Ex-Nissan CEO Carlos Ghosn is looking to meet charges of financial wrongdoing head-on after France issued an international warrant for his arrest.

What does this mean?

Carlos Ghosn, former boss of the Renault-Nissan-Mitsubishi Alliance, one of the biggest car-making groups in the world, has been stuck in Lebanon since fleeing Japan in 2019. He was arrested in late 2018 on allegations of financial misconduct, including the misuse of company funds, which he denies on all counts. He then spent over a year in custody and house arrest in Japan before embarking on a movie-esque escape, which included disguising himself on the streets of Tokyo and hiding in a music equipment box loaded onto a private jet.

Now, four years after his initial arrest in Japan, France has issued an international arrest warrant in his name. Having asserted that the charges levelled against him were baseless from the start, Ghosn is prepared to stand trial in France to clear his name, an outcome both he and his lawyers appear to be confident in. However, his absconding from Japan has created other barriers to his freedom; Lebanon, where he has spent the past three years, does not have an extradition agreement with Japan. However, he also cannot leave the country, owing to an Interpol Red Notice issued against him by Japan.

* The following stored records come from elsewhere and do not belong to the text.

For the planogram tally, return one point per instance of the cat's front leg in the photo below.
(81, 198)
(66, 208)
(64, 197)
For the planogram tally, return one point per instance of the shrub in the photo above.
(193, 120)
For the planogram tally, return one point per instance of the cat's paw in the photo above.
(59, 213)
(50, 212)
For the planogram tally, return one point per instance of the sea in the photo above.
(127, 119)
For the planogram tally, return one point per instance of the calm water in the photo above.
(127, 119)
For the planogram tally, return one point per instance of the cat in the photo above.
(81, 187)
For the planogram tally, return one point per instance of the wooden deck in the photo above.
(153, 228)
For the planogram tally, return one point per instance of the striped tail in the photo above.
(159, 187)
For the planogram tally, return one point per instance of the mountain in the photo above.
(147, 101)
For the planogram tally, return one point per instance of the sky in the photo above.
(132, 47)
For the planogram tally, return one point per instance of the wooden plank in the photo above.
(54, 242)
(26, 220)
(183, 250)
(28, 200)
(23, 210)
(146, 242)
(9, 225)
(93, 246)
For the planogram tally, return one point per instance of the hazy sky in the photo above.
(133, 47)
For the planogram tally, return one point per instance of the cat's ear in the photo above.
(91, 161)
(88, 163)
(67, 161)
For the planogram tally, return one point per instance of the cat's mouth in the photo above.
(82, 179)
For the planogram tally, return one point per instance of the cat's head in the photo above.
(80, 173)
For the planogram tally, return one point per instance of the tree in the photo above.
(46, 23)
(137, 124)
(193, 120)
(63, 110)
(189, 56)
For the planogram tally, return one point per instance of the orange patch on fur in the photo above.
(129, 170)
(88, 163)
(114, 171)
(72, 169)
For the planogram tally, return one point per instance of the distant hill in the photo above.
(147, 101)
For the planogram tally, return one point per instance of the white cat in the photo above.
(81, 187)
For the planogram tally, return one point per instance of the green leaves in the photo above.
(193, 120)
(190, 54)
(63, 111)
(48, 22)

What's the big picture effect?

Ghosn’s extreme actions in fleeing Japan are a reflection on its criminal justice system’s reputation. Commonly known as “Hitojichi shihĹŤ” or “hostage justice“, it’s a far cry from the system of most other democratic countries. Behind Japan’s extremely low crime rates lie the oppressive powers granted to Japanese law enforcement authorities and public prosecutors.

Prolonged detention prior to charging of the accused is the norm rather than an exception in Japan. Under the Japanese Code of Criminal Procedure, authorities are allowed 23 days of detention before charges must be brought against suspects – but there’s a catch: the period of detention may be indeterminate in practice. The 23-day detention period may be repeatedly extended by filing more charges against the accused.

While Ghosn was held for a total of 128 days, he is far from the longest detained individual within the Japanese system. For instance, Hiroji Yamashiro, a protest leader against the construction of a new US military base in Okinawa, was held for 153 days, more than five months, before being formally charged; or the couple at the centre of the Moritomo Gakuen scandal, who were held without charge for 299 days.

During detention, suspects are commonly interrogated without the presence of a lawyer for up to eight hours a day. All this has culminated in Japan having a nigh-unbelievable 99.4% conviction rate. For perspective, the conviction rate in England and Wales was 82.3% in magistrates courts and 79.1% in crown courts as of the third quarter of 2021.

Ghosn is currently trapped in legal limbo. While he cannot be extradited to France from Beirut to stand trial, he also cannot leave Lebanon to stand trial in France lest he be extradited to Japan, where he would be all but guaranteed to be convicted. As under French law, an investigation cannot be closed unless the person under investigation is in French territory, Ghosn may be out of options until the situation changes.